As customers move into the cloud, data sprawl can become a large problem. Komprise showed how their intelligent data platform can be leveraged across all clouds for file and object storage to help make decisions around cost and governance. Komprise uses metadata to perform deep analytics within the storage platform, allowing customers to make informed choices about migrations, data placement and public cloud costs.
Defies categorization
Rounding out the vendors at CFD10 was Intel. Unlike the other vendors, Intel didn’t really have a cloud “product” that anyone could launch from a marketplace or purchase from a reseller. Rather, we got some insights into confidential computing and intelligent cloud. With Intel SGX and Intel Telemetry, we were presented with benefits that can be realized by running the cloud, rather than an actual product customers can currently grasp. Interesting conversations were had, albeit a bit scattered from the context of CFD10.
virtualBonzo’s take
Cloud Field Day is an interesting experience because cloud is such a vast umbrella for both customers and vendors. If anything, cloud has made modern IT more complex given the almost limitless possibilities in how to create applications. Vendors that grew up in a VM-centric world may find it hard to mirror that success in public cloud. New cloud vendors have to compete with the name recognition of bigger companies and the hyper-scale public clouds themselves.

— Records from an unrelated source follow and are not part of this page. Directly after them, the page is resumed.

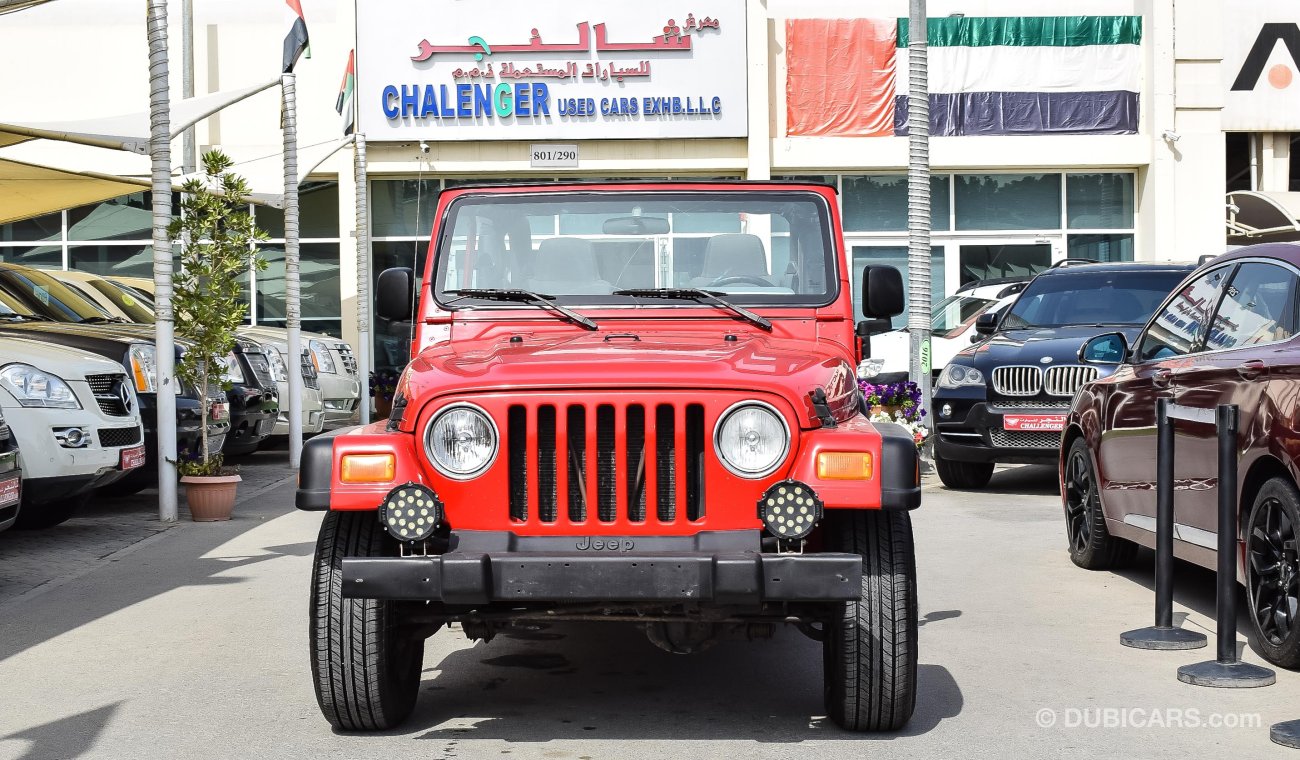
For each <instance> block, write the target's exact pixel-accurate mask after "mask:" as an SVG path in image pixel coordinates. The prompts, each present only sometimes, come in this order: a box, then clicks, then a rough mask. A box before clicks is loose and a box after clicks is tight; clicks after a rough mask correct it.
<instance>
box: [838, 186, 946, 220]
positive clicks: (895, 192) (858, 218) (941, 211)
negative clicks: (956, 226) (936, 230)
mask: <svg viewBox="0 0 1300 760" xmlns="http://www.w3.org/2000/svg"><path fill="white" fill-rule="evenodd" d="M841 204H842V205H844V229H845V230H848V231H854V233H891V231H898V233H901V231H906V229H907V177H906V175H905V174H861V175H854V174H845V175H844V191H842V199H841ZM930 223H931V227H932V229H933V230H948V175H946V174H939V175H932V177H931V178H930Z"/></svg>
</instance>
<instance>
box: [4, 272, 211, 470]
mask: <svg viewBox="0 0 1300 760" xmlns="http://www.w3.org/2000/svg"><path fill="white" fill-rule="evenodd" d="M55 285H59V283H55ZM60 287H61V286H60ZM45 295H47V298H52V299H57V298H59V295H60V292H59V291H57V290H56V291H48V292H47V294H45ZM64 305H65V307H66V308H70V304H64ZM85 318H87V320H92V321H91V322H90V323H70V322H56V321H53V320H52V318H51V317H47V316H44V314H42V313H38V312H36V310H34V309H32V308H31V307H29V305H27V304H26V301H23V300H19V299H17V298H16V296H13V294H10V292H9V291H8V290H5V287H4V283H3V281H0V336H10V338H30V339H32V340H38V342H43V343H53V344H59V346H68V347H72V348H78V349H82V351H86V352H87V353H95V355H98V356H103V357H105V359H109V360H113V361H116V362H118V364H121V365H122V366H123V368H126V370H127V373H129V375H130V378H131V381H133V383H134V386H135V392H136V398H138V399H139V408H140V420H142V422H143V425H144V446H146V461H144V466H142V468H138V469H135V470H133V472H131V473H129V474H127V475H126V477H123V478H122V479H120V481H117V482H114V483H109V485H108V486H107V487H104V488H103V490H105V491H108V492H113V494H130V492H134V491H139V490H140V488H147V487H149V486H152V485H155V483H156V482H157V455H159V451H157V395H156V392H155V387H156V382H157V378H156V366H157V355H156V352H155V347H153V340H152V335H151V336H148V338H146V336H143V335H142V334H140V331H139V330H140V327H139V326H133V325H118V323H95V320H107V317H103V316H100V317H92V316H88V314H87V316H86V317H85ZM181 349H182V346H179V344H178V346H177V349H175V351H177V355H178V356H179V352H181ZM211 400H212V403H213V405H214V407H213V412H214V413H213V416H212V417H211V418H209V420H208V435H209V440H211V442H214V444H216V446H220V444H221V443H222V442H224V440H225V435H226V431H227V430H229V429H230V412H229V409H227V408H226V399H225V396H224V395H220V394H213V396H211ZM175 420H177V422H175V425H177V450H178V453H179V455H181V456H186V455H192V453H194V452H195V451H198V446H199V430H200V426H201V421H200V416H199V396H198V391H196V390H195V388H190V387H185V386H182V387H179V388H177V399H175Z"/></svg>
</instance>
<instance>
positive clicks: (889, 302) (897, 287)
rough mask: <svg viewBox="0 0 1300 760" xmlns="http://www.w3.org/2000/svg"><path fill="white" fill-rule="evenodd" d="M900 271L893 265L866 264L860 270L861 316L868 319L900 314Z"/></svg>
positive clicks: (886, 317)
mask: <svg viewBox="0 0 1300 760" xmlns="http://www.w3.org/2000/svg"><path fill="white" fill-rule="evenodd" d="M902 300H904V299H902V273H901V272H898V270H897V269H894V268H893V266H867V268H866V269H863V270H862V316H863V317H867V318H868V320H880V318H889V317H893V316H896V314H901V313H902V309H904V303H902Z"/></svg>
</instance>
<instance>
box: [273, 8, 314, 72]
mask: <svg viewBox="0 0 1300 760" xmlns="http://www.w3.org/2000/svg"><path fill="white" fill-rule="evenodd" d="M285 4H287V5H289V10H290V16H289V17H290V19H291V21H290V27H289V34H287V35H285V56H283V58H282V61H281V69H279V70H281V71H283V73H285V74H287V73H290V71H292V70H294V64H296V62H298V57H299V56H302V55H303V51H305V49H307V45H308V39H307V19H304V18H303V4H302V0H285ZM307 57H308V58H309V57H312V55H311V52H308V53H307Z"/></svg>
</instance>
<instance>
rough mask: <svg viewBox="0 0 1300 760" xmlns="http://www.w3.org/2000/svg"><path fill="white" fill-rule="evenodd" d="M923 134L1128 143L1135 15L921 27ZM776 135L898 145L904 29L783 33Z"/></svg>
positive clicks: (1136, 44) (906, 54) (953, 21)
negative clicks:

It is also very interesting to see the growth of VMware platforms within the public cloud. A colleague of mine used to tell me “VMware won’t even exist as a company five years from now” … and that was about four years ago. The future certainly may be Kubernetes, Serverless or some other abstraction that has yet to take hold. In the meantime, the present is still more than viable for VMs, containers, Oracle DBs, HCI and so on.
The landscape of modern IT is so huge that it doesn’t have to be one general thing. It can be lots of different things for lots of different reasons. I’ve talked to so many customers that just want to know what the “best practice” is for utilizing say, AWS. That is an impossible question to answer when the customer/organization/application really holds the key to what is necessary to start down that path. The cloud is for all of us, and we have amazing tools at our grasp to both replatform the present and build limitless possibilities for the future.